This example created a reference to a string. But you can also create references to arrays, hashes, or subroutines—anything that has a memory location in Perl. For example, here's a reference to an array:
@array = (1..10); $arrayref = @array;
%hash = ( 'red' => '0 0 255', 'green' => '0 255 0', 'blue' => '255 0 0; ); $hashref = \%hash;
As with the reference to a scalar value, the array and hash in these examples remain arrays and hashes stored in the @array and %hash variables, respectively. And the array and hash references in $arrayref and $hashref are bits of scalar data, regardless of the data they point to. The most important thing to remember here is that the reference itself is a scalar. The thing it points to can be any kind of data.
Note
You can also create references to subroutines. Because this is an advanced topic, and not as commonly used as references to scalars, arrays, and hashes, we'll look at references to subroutines and how they're used in this lesson's “Going Deeper” section.
Printing and Using References
So now you've created a reference with the backslash operator and stored it in a scalar variable. What do these references look like? They're scalars, and as such can be used anywhere a scalar can, and as with numbers and strings they behave differently based on context.

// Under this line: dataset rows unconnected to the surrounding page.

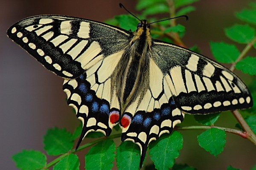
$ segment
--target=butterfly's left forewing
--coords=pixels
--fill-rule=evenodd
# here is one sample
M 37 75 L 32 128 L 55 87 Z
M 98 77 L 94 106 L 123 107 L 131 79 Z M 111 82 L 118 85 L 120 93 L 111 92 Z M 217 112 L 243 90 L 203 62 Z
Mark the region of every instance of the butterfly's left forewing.
M 68 104 L 83 123 L 79 144 L 92 131 L 109 135 L 120 114 L 113 73 L 128 44 L 129 31 L 78 18 L 42 15 L 20 21 L 7 34 L 65 79 Z
M 242 81 L 204 56 L 157 40 L 152 56 L 164 75 L 176 105 L 186 113 L 207 114 L 253 105 Z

A reference used as a string indicates the data it refers to (a scalar, an array, a hash, and so on), and a hexadecimal number representing the internal memory location the reference points to. So, for example, if you did this:
print "$strref ";
You'd get something like this:
SCALAR(0x807f61c)
The equivalent for $arrayref and $hashref would look like this:
Using a reference in a numeric context gives you the same hexadecimal number that you get when you use the reference in a string context, representing the memory location of the thing the reference points to. The numbers in both the string and number representations of the reference will vary depending on when you run the script and the memory that's free for Perl to use at that time. You wouldn't want to rely on those numbers; just consider that to be an internal representation of where the reference points.

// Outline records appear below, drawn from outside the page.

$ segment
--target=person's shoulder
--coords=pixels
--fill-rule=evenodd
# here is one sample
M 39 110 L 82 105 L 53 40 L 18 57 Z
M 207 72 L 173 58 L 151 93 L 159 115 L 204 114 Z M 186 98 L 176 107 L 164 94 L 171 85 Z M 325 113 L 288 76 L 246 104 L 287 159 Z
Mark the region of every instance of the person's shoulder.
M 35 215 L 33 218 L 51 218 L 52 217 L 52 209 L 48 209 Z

Other uses of references? You can assign them to scalar variables, as we have here, use them as list elements, or store them in arrays and hashes (although they cannot be used as hash keys—more about this later). A reference, when used as a test, will always be true. But the most typical thing you do with references is to dereference them to gain access to the data they point to.
Dereferencing References
When you dereference a reference, you get at the data that reference points to. You could also think of it as following the reference, or accessing the location the reference refers to. But the term dereference is what is most commonly used.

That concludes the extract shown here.